Sebelumnya, petugas telah memberikan teguran keras dan pembinaan agar yang bersangkutan tidak kembali beroperasi, namun upaya tersebut tidak membuahkan hasil.
Dinilai Berbahaya dan Ganggu Arus Lalu Lintas
Aksi meminta-minta di jalan raya dinilai sangat berisiko, terutama ketika kostum badut menyulitkan pergerakan dan penglihatan pelakunya. Petugas khawatir aktivitas ini dapat memicu kecelakaan lalu lintas.
“Selain mengganggu ketertiban, ini juga membahayakan diri sendiri karena bergerak di tengah kendaraan. Kami tidak ingin terjadi hal yang tak diinginkan,” ujar salah satu anggota patroli.
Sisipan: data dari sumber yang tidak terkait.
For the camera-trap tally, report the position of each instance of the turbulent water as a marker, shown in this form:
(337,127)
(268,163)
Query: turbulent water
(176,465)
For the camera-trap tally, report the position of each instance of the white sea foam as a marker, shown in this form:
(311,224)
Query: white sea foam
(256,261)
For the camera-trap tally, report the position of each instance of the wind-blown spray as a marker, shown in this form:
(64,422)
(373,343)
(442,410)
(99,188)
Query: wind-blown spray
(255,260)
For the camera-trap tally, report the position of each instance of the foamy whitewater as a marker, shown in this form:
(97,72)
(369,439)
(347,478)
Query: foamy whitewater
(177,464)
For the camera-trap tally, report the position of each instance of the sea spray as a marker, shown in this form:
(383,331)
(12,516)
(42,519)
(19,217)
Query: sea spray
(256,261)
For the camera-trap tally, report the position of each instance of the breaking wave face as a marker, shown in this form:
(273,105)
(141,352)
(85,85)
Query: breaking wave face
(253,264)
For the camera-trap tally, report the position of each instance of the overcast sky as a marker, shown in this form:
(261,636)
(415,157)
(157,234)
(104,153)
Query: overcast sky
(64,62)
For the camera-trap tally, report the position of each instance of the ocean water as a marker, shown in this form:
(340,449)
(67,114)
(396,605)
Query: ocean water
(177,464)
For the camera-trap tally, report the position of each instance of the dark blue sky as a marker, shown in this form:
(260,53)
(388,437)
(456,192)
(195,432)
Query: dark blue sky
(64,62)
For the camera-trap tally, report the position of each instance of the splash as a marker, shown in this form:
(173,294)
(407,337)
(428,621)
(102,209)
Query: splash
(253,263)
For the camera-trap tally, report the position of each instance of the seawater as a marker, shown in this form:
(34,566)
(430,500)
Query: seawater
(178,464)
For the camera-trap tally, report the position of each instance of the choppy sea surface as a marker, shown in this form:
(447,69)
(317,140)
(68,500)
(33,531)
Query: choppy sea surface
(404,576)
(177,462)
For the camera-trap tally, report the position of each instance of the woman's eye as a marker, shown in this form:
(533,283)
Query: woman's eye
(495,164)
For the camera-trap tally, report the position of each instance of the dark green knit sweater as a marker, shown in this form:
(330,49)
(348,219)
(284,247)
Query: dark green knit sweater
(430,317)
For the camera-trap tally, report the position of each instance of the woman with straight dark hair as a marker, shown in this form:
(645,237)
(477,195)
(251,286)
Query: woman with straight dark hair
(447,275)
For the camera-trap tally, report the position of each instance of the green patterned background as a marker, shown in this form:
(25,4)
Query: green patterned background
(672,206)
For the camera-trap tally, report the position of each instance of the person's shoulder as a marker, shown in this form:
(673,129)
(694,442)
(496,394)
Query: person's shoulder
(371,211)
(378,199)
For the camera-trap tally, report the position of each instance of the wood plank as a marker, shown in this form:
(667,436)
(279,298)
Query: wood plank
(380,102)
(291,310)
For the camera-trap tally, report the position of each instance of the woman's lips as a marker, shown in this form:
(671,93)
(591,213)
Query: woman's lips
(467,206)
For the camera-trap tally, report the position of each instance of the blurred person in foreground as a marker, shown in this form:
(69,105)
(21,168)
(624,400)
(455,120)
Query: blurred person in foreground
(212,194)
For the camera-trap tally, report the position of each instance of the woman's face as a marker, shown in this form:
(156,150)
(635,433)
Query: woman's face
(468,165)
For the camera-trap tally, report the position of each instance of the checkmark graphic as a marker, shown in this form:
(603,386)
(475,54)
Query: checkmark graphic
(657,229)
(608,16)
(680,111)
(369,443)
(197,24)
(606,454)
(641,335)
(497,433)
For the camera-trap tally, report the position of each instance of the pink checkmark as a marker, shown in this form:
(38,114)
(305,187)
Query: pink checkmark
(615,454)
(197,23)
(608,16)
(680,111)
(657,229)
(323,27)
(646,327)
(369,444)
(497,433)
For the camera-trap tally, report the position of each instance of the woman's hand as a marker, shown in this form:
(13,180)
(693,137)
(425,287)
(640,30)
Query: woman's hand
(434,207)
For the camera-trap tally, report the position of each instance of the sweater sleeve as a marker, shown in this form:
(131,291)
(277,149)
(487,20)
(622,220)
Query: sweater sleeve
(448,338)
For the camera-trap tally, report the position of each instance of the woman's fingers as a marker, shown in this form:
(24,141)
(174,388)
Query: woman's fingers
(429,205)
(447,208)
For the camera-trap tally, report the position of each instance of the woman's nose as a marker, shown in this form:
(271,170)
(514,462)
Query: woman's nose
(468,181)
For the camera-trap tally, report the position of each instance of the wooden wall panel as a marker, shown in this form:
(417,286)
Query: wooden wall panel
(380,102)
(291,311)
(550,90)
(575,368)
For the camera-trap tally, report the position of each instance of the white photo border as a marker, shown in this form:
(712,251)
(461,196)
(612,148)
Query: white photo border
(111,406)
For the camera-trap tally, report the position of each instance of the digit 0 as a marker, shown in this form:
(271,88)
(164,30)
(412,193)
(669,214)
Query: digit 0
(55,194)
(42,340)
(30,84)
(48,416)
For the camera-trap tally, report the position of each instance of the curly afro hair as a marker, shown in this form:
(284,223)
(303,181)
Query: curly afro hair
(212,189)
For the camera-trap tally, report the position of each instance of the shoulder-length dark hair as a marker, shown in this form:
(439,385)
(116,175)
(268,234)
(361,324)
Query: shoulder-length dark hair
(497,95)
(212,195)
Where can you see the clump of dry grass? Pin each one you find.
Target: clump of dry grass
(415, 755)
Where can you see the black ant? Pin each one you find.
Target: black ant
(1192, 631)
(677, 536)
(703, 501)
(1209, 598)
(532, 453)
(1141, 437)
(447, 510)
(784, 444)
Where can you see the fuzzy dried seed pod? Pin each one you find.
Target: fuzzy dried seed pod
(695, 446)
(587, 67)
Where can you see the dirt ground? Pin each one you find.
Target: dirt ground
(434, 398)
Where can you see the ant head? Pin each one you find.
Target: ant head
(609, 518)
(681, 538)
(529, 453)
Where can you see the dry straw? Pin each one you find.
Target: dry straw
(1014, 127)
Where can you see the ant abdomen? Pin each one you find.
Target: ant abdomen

Sejumlah pengendara juga mengaku terganggu dengan aksi badut tersebut karena sering mendekati kendaraan secara tiba-tiba.

Baca juga: Wamendagri Bima Arya: ASN Harus Rendah Hati dan Silaturahmi dengan Masyarakat
Didata dan Akan Dipulangkan ke Daerah Asal
Setelah diamankan, pengemis tersebut dibawa ke kantor Satpol PP Mura untuk didata ulang. Dari hasil pemeriksaan, diketahui bahwa ia bukan warga Murung Raya dan datang dari luar daerah untuk mencari penghasilan.
Pejabat Satpol PP Mura menegaskan bahwa langkah pemulangan akan dilakukan sebagai solusi jangka panjang.
“Kami berencana memulangkan yang bersangkutan ke daerah asalnya. Ini agar tidak kembali berkeliaran di Murung Raya dan mengulangi aktivitas yang melanggar aturan daerah,” tegas Kepala Satpol PP Mura.
Pihaknya juga menyatakan akan berkoordinasi dengan dinas sosial untuk memastikan proses pemulangan berlangsung sesuai prosedur.
Satpol PP Imbau Warga Tidak Memberi Uang di Jalan
Sebagai upaya mengurangi jumlah pengemis di jalan raya, Satpol PP kembali mengimbau masyarakat untuk tidak memberikan uang kepada pengemis, baik yang berkostum badut maupun lainnya. Mereka menilai pemberian uang justru membuat para pelaku semakin termotivasi untuk kembali turun ke jalan.
“Kami butuh dukungan masyarakat. Jika ingin membantu, salurkan lewat lembaga sosial atau program pemerintah, bukan dengan memberikan uang di jalan,” kata petugas.
Penertiban Akan Lebih Diperketat
Satpol PP Mura menegaskan akan terus meningkatkan patroli dan penertiban terhadap pengemis, gelandangan, serta aktivitas lain yang melanggar Perda ketertiban umum. Kegiatan ini menjadi prioritas jelang akhir tahun, di mana mobilitas warga meningkat.
“Penertiban akan terus kami lakukan. Kami ingin memastikan Kabupaten Murung Raya tetap tertib, aman, dan nyaman,” tutup Kepala Satpol PP.